Adult patients with an unplanned admission to the ICU, who are mechanically ventilated and have an indication for prolonged enteral nutrition.

Intervention:

Subjects will undergo two test days in randomized order during which they receive either enteral feeding according to a standard protein dose (1.3 g/kg/d) or a higher protein dose (2.0 g/kg/d).

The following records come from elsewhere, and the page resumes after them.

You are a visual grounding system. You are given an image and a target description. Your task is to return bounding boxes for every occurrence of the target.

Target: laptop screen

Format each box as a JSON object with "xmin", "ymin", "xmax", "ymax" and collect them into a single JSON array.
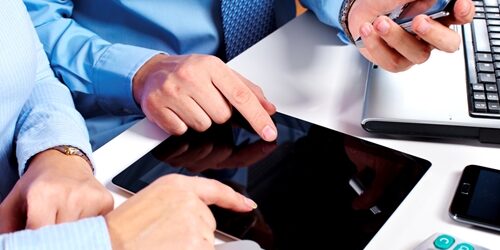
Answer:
[{"xmin": 113, "ymin": 114, "xmax": 431, "ymax": 249}]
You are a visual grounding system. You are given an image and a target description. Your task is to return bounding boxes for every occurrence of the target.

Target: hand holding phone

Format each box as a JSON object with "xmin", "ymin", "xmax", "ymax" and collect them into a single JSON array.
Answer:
[
  {"xmin": 389, "ymin": 0, "xmax": 455, "ymax": 33},
  {"xmin": 450, "ymin": 165, "xmax": 500, "ymax": 231}
]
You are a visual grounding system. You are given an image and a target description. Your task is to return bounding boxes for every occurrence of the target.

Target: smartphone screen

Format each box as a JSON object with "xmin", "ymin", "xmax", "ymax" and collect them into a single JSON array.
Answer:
[
  {"xmin": 450, "ymin": 165, "xmax": 500, "ymax": 231},
  {"xmin": 390, "ymin": 0, "xmax": 454, "ymax": 32}
]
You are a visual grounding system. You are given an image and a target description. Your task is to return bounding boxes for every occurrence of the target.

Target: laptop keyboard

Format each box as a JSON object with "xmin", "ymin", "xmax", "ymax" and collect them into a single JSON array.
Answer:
[{"xmin": 463, "ymin": 0, "xmax": 500, "ymax": 118}]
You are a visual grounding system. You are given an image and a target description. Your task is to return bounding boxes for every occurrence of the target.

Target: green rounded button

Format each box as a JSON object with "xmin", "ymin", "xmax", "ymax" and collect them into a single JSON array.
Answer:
[
  {"xmin": 434, "ymin": 234, "xmax": 455, "ymax": 249},
  {"xmin": 453, "ymin": 243, "xmax": 474, "ymax": 250}
]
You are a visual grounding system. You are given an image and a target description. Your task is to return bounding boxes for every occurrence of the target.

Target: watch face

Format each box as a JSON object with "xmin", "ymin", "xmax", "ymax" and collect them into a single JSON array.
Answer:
[{"xmin": 51, "ymin": 145, "xmax": 94, "ymax": 172}]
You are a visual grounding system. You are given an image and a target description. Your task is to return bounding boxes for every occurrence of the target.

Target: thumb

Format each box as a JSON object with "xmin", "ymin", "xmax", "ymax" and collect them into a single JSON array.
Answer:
[
  {"xmin": 0, "ymin": 187, "xmax": 26, "ymax": 234},
  {"xmin": 190, "ymin": 177, "xmax": 257, "ymax": 212}
]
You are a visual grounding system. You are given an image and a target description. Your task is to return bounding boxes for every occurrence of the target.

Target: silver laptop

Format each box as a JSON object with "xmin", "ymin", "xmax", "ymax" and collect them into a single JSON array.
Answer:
[{"xmin": 361, "ymin": 0, "xmax": 500, "ymax": 143}]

Continuous feeding of L-[1-13C]-phenylalanine combined with breath, urine and blood samples will be applied to assess indicator amino acid oxidation.

Main study parameters/endpoints:

The primary endpoint is indicator amino acid oxidation after enteral feeding with a standard or higher protein content, determined using the Indicator Amino Acid Oxidation (IAAO) method by measuring 13CO2 enrichment in expired breath and enrichment of L-[1-13C]-phenylalanine in plasma and urine.

Nature and extent of the burden and risks associated with participation, benefit and group relatedness:

The overall risk of the study is negligible. The current study compares the effect of two nutritional compositions, that fall within the recommendations of international guidelines on ICU nutrition, on protein metabolism following ICU admission. To avoid overfeeding in the early phase of critical illness, both in terms of calories and protein, full enteral nutrition is provided after three days of gradual increase of intake (i.e., 25-50-75% of targeted intake, on days 1-2-3 respectively). Sampling of breath, urine, feces and plasma does not bring additional risks for this population. Our department has an extensive background in amino acid stable isotope methodology, assessment of 13CO2 enrichment in expired breath samples, and assessment of carbon dioxide production by indirect calorimetry.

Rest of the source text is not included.